Now that we have obtained the main results using derfinder, we can proceed to visualizing the results using derfinderPlot. The easiest to use of all the functions is plotOverview() which takes a set of regions and annotation information produced by bumphunter::matchGenes().

Figure 1 shows the candidate DERs colored by whether their q-value was less than 0.10 or not.

## Q-values overview
plotOverview(regions = regions, annotation = results$annotation, type = "qval")
## 2024-05-01 17:03:52.265027 plotOverview: assigning chromosome lengths from hg19!
## Scale for x is already present.
## Adding another scale for x, which will replace the existing scale.
## Scale for x is already present.
## Adding another scale for x, which will replace the existing scale.
Location of the DERs in the genome.
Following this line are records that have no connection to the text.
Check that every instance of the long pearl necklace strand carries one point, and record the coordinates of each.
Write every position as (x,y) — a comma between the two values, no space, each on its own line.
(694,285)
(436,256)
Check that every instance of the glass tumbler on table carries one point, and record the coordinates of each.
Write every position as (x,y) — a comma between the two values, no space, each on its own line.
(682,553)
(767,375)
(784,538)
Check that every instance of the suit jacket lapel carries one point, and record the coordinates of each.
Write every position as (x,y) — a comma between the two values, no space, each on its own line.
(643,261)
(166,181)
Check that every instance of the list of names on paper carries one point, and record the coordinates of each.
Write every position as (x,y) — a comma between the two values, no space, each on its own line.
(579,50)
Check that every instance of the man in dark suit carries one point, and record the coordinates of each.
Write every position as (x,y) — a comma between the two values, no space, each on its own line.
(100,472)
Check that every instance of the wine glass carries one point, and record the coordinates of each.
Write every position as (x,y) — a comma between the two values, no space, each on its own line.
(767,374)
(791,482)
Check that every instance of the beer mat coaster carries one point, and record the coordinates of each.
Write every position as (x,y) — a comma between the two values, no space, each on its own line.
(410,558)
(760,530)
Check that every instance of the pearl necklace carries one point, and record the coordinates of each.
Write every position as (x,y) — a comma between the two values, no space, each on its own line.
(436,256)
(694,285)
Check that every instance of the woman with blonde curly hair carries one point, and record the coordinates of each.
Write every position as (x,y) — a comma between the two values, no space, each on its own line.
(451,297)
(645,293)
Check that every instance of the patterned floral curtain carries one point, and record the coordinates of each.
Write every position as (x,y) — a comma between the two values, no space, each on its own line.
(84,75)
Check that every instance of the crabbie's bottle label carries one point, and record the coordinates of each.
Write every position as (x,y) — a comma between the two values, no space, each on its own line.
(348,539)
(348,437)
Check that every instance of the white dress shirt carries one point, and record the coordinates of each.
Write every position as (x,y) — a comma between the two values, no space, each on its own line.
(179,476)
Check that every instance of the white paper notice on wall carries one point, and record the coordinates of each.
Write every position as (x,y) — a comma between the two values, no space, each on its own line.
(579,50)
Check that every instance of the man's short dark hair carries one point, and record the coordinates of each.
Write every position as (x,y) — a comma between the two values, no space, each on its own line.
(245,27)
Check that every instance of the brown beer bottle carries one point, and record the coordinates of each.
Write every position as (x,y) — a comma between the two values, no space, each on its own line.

This plot is was designed for many chromosomes but only one is shown here for simplicity.

Figure 1: Location of the DERs in the genome
This plot is was designed for many chromosomes but only one is shown here for simplicity.

Figure 2 shows the candidate DERs colored by the type of gene feature they are nearest too.

## Annotation overview
plotOverview(
    regions = regions, annotation = results$annotation,
    type = "annotation"
)
## 2024-05-01 17:03:54.144088 plotOverview: assigning chromosome lengths from hg19!
## Scale for x is already present.
## Adding another scale for x, which will replace the existing scale.